What's Puzzling You?   Those who fondly remember MasterMind, the "match the colors and patterns" puzzle game from the 1970s, will love Freeverse's Enigma.

While you're cruising the Net, don't miss Fantasoft's Web site ( ). This is the realm of Realmz, a popular Dungeons and Dragons-style role-playing game. You know the type: you gather a group of oh-so-romantic beings–sorcerers, elves, and so forth–and traipse around the countryside performing deeds of derring-do while giving the boot to ill-tempered, often orthodontically impaired bad guys. Frankly, this style of gaming is as appealing to me as removing plaque from my cat's teeth, but those who like this sort of thing swear that Realmz is The Goods. If you're as willing to believe them as I, you can get your copy of Realmz and the City of Bywater scenario for $20 (additional scenarios are $13 each). I much prefer Fantasoft's arcade and puzzle games. Fans of the old Donkey Kong arcade standard will enjoy the $20 Monkey Shines, and those who fondly remember Glenn Andreas's Blobbo–a puzzle game that requires you to gather the goods and avoid falling objects–will feel right at home with Fantasoft's $20 Bugs Bannis.

And finally, no roundup of Net-based, inexpensive gaming goodies can fail to mention MacMame
( ), a free emulation program that allows your Mac to perform convincing imitations of early 1980s arcade machines. With MacMame you can play such classic games as Asteroids, Defender, Frogger, Battlezone, DigDug, and dozens more.

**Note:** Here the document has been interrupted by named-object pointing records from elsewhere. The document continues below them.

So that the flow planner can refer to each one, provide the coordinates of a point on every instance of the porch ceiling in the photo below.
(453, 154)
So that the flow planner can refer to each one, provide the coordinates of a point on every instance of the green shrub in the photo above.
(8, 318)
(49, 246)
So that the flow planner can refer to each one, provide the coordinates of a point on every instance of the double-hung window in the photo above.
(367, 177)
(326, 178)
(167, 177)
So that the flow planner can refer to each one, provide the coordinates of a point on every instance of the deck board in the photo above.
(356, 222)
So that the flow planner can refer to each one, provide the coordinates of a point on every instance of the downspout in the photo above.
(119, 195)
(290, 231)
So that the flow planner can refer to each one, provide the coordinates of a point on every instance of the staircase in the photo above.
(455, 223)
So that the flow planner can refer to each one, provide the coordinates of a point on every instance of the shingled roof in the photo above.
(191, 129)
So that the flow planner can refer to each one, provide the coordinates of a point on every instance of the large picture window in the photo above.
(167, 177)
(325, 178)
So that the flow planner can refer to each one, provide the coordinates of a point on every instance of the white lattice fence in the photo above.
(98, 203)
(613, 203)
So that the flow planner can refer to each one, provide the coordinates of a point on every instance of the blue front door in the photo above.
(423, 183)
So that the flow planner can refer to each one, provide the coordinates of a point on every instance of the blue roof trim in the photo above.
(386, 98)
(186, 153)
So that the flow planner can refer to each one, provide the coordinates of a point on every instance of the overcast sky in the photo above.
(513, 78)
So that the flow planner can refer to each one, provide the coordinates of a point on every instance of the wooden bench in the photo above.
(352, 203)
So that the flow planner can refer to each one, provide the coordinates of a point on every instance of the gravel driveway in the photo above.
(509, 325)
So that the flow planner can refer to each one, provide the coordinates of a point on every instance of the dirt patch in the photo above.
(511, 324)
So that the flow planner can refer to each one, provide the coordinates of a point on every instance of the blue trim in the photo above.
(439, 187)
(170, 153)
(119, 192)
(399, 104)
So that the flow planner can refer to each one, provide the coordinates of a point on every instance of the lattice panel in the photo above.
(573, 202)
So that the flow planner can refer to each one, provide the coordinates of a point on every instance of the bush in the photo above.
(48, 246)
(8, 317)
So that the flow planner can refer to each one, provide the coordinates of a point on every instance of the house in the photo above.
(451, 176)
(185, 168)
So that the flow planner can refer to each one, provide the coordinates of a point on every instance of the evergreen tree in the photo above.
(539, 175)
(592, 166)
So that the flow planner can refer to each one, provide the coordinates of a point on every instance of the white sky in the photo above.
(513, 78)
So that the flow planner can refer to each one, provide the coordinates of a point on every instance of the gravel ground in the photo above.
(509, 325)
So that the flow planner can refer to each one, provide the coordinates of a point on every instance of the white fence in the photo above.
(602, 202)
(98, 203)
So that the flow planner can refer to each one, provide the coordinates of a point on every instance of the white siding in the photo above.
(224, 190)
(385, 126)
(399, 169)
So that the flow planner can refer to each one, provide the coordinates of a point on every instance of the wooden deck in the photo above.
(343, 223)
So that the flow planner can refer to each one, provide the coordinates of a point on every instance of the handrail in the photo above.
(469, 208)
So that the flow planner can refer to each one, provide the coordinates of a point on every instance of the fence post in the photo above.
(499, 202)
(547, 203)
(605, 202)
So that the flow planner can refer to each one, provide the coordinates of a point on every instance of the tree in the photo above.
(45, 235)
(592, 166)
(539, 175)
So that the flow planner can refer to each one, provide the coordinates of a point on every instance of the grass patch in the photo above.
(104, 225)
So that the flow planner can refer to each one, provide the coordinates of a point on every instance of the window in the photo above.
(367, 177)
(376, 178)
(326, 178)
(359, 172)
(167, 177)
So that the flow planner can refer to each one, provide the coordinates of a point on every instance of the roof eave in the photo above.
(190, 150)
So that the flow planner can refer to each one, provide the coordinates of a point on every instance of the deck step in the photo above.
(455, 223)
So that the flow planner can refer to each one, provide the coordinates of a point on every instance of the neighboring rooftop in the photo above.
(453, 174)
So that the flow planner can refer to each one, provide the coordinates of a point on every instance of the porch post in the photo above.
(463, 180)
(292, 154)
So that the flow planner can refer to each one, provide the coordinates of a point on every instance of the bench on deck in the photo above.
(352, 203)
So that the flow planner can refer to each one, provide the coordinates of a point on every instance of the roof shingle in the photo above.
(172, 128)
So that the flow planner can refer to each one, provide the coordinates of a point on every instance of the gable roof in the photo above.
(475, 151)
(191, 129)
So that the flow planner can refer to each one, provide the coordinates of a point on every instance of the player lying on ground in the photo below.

Note, however, that the developers of this emulation system ask that before you download any games (games come separately, you see), you ensure that you own copies of the original cartridge versions of the games. Apparently there's a hazy legal issue about running these old warhorses without having paid for the license. If you own the old games, you've paid for the license and therefore everything should be hunky-dory. If you don't own the games, then technically you're stealing someone's work, even though that work has been out of print since The Dukes of Hazzard played in prime time.

In good conscience, I should issue this warning: now that you know there are games this good at prices this reasonable, it won't be long before your Macintosh's hard drive is crowded with games and your ability to chip in with the ersatz Eberts around the office watercooler will be vastly diminished. But in the end you'll thank me. Sure, like me, you won't get out to the movies until the next installment of Star Wars comes out, but when it does, you'll have saved enough dough for the $12.75 admission and the small $25 tub of popcorn.